I’ll join in all the critical hosannas for 12 Years A Slave, which accomplishes the Schindler’s List-level feat of treating the gravest of subject matter with the right tone while also functioning as an expressive, impassioned, devastating work of art. Though I’m slightly less enamored of the festival’s other much bally-hooed Hollywood movie, Gravity, I think its critics have overemphasized how much the dialogue and backstory intrudes on what’s primarily a staggering piece of spectacle. (It’s not an insult to say that the film took me back to the experience of visiting Epcot Center as a child.) Much of the formal restraint that gave Götz Spielmann’s superb Revanche such a chill is on display in his disappointing follow-up, October November, but his story of two grown sisters caring for their stroke-addled father is dramatically inert.
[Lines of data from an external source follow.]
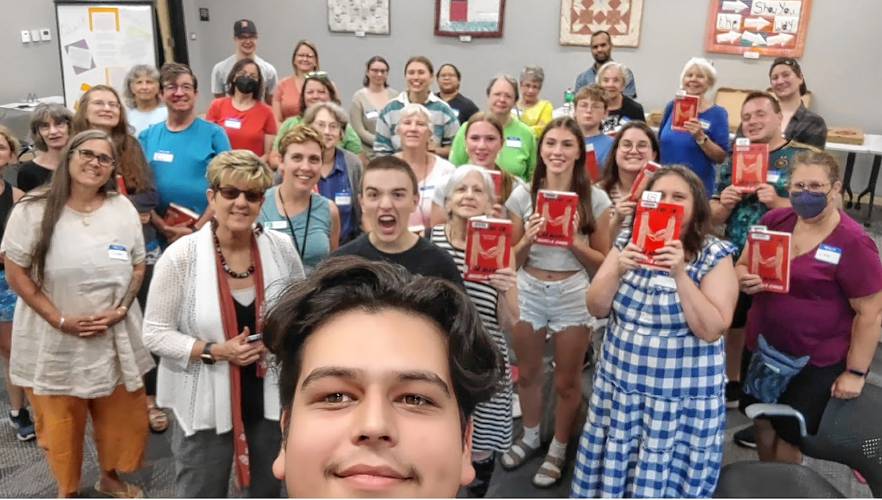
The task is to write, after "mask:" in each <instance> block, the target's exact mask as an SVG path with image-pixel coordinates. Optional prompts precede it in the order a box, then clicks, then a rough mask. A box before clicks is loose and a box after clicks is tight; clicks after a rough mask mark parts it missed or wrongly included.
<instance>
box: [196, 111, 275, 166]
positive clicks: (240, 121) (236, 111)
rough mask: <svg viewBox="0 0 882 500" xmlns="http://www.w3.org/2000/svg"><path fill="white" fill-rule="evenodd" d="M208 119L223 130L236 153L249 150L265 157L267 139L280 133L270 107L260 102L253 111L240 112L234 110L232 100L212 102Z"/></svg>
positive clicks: (208, 114)
mask: <svg viewBox="0 0 882 500" xmlns="http://www.w3.org/2000/svg"><path fill="white" fill-rule="evenodd" d="M205 119H206V120H207V121H210V122H212V123H217V124H218V125H220V126H221V127H223V129H224V132H226V133H227V137H229V138H230V146H232V148H233V149H247V150H250V151H253V152H254V154H256V155H257V156H263V155H264V153H265V152H266V150H265V147H264V146H265V142H264V139H265V136H266V135H267V134H269V135H275V134H276V132H278V130H279V126H278V124H277V123H276V118H275V116H273V110H272V108H270V107H269V106H268V105H267V104H266V103H263V102H257V103H255V105H254V106H252V107H251V109H248V110H245V111H239V110H238V109H236V108H234V107H233V98H232V97H219V98H217V99H215V100H214V101H212V102H211V106H209V108H208V113H206V114H205Z"/></svg>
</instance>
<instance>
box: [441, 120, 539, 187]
mask: <svg viewBox="0 0 882 500" xmlns="http://www.w3.org/2000/svg"><path fill="white" fill-rule="evenodd" d="M465 129H466V128H465V126H462V127H460V128H459V131H457V132H456V137H454V138H453V145H452V146H451V148H450V163H453V164H454V165H456V166H457V167H458V166H460V165H464V164H466V163H468V162H469V155H468V153H467V152H466V147H465ZM503 132H504V137H503V138H502V140H503V144H502V151H500V153H499V158H498V159H497V160H496V164H497V165H499V167H500V168H502V169H503V170H505V171H506V172H508V173H510V174H512V175H514V176H517V177H520V178H521V179H523V180H524V182H527V183H529V182H530V179H532V178H533V171H534V170H536V137H535V136H534V135H533V131H532V130H530V127H528V126H526V125H524V124H523V123H522V122H521V121H520V120H517V119H514V118H513V119H511V120H509V122H508V125H506V126H505V129H503Z"/></svg>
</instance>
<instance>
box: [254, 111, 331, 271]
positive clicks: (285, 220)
mask: <svg viewBox="0 0 882 500" xmlns="http://www.w3.org/2000/svg"><path fill="white" fill-rule="evenodd" d="M279 149H280V150H281V151H280V153H279V154H281V155H282V163H281V164H280V165H279V169H278V172H279V173H280V174H281V175H282V182H281V184H279V185H277V186H273V187H271V188H269V190H268V191H267V192H266V200H264V202H263V207H262V208H261V209H260V217H259V219H258V220H259V221H260V222H261V223H262V224H263V225H264V227H266V228H267V229H272V230H275V231H279V232H280V233H281V234H284V235H286V236H290V237H291V241H293V242H294V248H295V249H296V250H297V253H298V254H299V255H300V260H301V261H302V262H303V267H304V269H305V271H306V273H307V274H309V273H310V272H311V271H312V270H313V269H314V268H315V267H316V266H317V265H318V264H319V262H321V261H322V259H324V258H325V257H327V256H328V254H329V253H331V252H333V251H334V250H336V249H337V247H338V246H339V244H340V211H339V210H338V209H337V205H335V204H334V203H333V202H332V201H330V200H328V199H327V198H325V197H324V196H322V195H321V194H319V193H318V192H317V189H316V186H318V183H319V180H321V178H322V175H321V167H322V159H323V156H324V152H325V143H324V141H323V140H322V136H321V135H319V133H318V132H316V131H315V130H313V129H312V128H311V127H309V126H306V125H303V124H301V125H298V126H296V127H294V128H293V129H292V130H291V131H290V132H288V133H287V134H285V137H282V139H281V142H280V143H279Z"/></svg>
The Strange Color Of Your Body’s Tears is another gorgeous exercise in giallo experimentation from the directors of Amer, but a little of the film’s design goes a long way. Life Of Crime brings Jennifer Aniston, John Hawke, Mos Def, Tim Robbins, and Isla Fisher together for a middle-of-the-road adaptation of Elmore Leonard’s novel The Switch, but it’s great to hear the late author’s voice in the dialogue and deft plotting. And I’m happy to report that We Are The Best!, a sweet movie about punk band of 13-year-old girls, marks Lucas Moodysson’s return to Show Me Love/Together territory after a decade in the wilderness. Welcome back!